The state last week fined him $2,300 and ordered him to pay back wages to three women who worked for him.

The vision for a proposed “arts and culture corridor” in downtown Keene is getting clearer.

Jack Dugan, president of Monadnock Economic Development Corp., outlined the Byzantine financing behind the project Wednesday.

He said a charrette is planned for the fall to gather public input on the $30 million plan.

Keene and area towns are unsure of the implications of proposed state water-pollution regulations.

The rules would set drinking water and groundwater standards for certain PFAS chemicals.

Studies have linked prolonged exposure to particular PFAS compounds to health problems.

FRIDAY, July 12

A proposal to implement campaign finance reporting for mayoral candidates took a step forward Thursday night.

A City Council panel narrowly recommended drafting an ordinance to impose such requirements.

But City Clerk Patricia Little told the committee an ordinance can’t be put in place by this November’s election.

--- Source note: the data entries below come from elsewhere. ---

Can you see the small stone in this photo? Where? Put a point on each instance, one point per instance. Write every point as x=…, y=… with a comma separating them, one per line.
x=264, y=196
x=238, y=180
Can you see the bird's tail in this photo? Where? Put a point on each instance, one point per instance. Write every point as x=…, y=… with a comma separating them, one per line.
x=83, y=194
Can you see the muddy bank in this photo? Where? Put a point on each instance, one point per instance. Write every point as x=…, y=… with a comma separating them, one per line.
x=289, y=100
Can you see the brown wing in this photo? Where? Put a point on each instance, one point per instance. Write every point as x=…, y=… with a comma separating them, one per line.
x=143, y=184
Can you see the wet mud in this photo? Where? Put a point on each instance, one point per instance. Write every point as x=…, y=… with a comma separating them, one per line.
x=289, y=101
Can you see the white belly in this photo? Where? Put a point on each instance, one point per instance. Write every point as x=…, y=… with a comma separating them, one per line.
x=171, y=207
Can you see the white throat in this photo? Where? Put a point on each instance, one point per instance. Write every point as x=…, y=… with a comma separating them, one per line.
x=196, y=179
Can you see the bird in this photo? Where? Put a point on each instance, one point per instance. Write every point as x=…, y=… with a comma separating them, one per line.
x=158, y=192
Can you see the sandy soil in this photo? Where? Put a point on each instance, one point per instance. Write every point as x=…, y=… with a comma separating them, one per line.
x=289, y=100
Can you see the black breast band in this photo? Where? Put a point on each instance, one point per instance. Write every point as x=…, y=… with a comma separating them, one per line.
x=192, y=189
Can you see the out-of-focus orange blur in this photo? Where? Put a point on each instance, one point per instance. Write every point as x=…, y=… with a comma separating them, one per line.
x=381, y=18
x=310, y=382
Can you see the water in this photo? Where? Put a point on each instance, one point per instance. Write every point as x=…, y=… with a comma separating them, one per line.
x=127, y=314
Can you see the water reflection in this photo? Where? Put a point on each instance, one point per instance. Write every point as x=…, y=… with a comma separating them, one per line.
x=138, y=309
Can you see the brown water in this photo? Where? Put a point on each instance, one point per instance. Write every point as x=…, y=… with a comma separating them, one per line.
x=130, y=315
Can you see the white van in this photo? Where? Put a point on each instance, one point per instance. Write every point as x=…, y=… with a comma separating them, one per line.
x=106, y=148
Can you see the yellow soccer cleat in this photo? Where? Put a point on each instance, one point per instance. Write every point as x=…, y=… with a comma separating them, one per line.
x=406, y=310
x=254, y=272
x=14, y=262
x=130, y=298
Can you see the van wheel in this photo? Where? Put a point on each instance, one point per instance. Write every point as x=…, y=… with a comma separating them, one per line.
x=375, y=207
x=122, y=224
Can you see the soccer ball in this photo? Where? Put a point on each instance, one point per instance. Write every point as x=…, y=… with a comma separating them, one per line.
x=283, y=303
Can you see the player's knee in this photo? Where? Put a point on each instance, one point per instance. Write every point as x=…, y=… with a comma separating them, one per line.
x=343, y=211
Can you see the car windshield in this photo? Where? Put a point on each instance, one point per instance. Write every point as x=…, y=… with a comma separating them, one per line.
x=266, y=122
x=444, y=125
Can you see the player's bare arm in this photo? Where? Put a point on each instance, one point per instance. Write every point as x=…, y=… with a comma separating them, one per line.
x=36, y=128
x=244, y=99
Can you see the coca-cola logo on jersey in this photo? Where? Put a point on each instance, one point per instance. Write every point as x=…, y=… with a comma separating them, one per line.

A plan to build a gas station, store and Dunkin’ Donuts in Winchester is headed back to the N.H. Supreme Court.

It’s the third time over seven years the development proposed for the intersection of Routes 10, 78 and 119 has been brought to the state’s high court.

The appeal from the nearby Kulick’s Market focuses on traffic flow to and from Route 10.

A divided Rindge Board of Selectmen has opted to let go of Town Administrator Joe Byk.

Byk, a former longtime Peterborough selectman, has been the town administrator in Rindge for three years.

The board voted 2-1 not to renew his contract, in a closed-door session July 3.